The Jackson County Board of Education approved a resolution during its Monday meeting opposing Governor Bill Lee’s proposed Education Freedom Scholarship Act.
The so-called Vouchers Bill would provide public tax money for up to 20,000 children statewide to pursue private schooling. Chairman Mark Brown said the act would have a negative effect on everyone in the county regardless of if they are involved in the school system in any way. Brown said the proposal would force an increase in property taxes to make up for the lost school funding.
“The funding has to be funded to these counties and the schools because they’re mandated and you’ve got to do it,” Brown said. “And, you know, they ain’t going to mandate these home schools and all them, so it just, it’s a catch twenty or it ain’t right. I mean, you can’t take all the funding away. Then you’re going to put all the burden on the taxpayer.”
Director of Schools Jason Hardy said the resolution came from the Tennessee School Boards Association (TSBA). Hardy said the TSBA is encouraging school boards across the state to sign the resolution. Brown said the TSBA is organizing the resolution as a way to voice their concern before the proposal becomes an official bill.

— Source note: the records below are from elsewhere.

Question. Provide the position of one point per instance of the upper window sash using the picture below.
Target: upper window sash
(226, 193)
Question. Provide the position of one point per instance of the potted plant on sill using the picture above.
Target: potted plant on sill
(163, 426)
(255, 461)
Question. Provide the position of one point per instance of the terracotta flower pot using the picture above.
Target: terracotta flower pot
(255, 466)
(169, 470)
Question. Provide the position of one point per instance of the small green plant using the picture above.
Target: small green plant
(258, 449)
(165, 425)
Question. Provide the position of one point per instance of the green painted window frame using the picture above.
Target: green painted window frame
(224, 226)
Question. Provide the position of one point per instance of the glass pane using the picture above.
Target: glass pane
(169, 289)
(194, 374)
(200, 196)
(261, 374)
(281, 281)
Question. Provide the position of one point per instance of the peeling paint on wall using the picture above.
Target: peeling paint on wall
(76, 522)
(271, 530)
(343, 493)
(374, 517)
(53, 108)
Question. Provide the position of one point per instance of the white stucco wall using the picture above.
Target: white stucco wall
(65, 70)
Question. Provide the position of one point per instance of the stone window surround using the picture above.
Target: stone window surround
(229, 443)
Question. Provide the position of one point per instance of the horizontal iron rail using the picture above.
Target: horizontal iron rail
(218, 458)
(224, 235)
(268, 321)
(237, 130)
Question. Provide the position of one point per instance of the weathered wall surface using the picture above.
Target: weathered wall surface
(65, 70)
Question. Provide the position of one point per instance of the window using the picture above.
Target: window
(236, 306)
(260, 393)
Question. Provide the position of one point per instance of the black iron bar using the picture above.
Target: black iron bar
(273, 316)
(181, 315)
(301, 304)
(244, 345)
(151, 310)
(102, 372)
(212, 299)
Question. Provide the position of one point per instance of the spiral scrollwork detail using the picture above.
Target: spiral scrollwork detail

“They want to get ahead of it and try to let them show that, ‘hey, you know, we don’t, the counties can’t support this,” Brown said.
Hardy said the Tennessee Organization of School Superintendents has spoken out against the proposal as well.
“The simple fact of why we’re opposing it as a public school is because we think that public funds should stay with public schools,” Hardy said. “And then if something does change that needs to lead to having a plan where we’re on the same playing field, and right now that’s not the case.”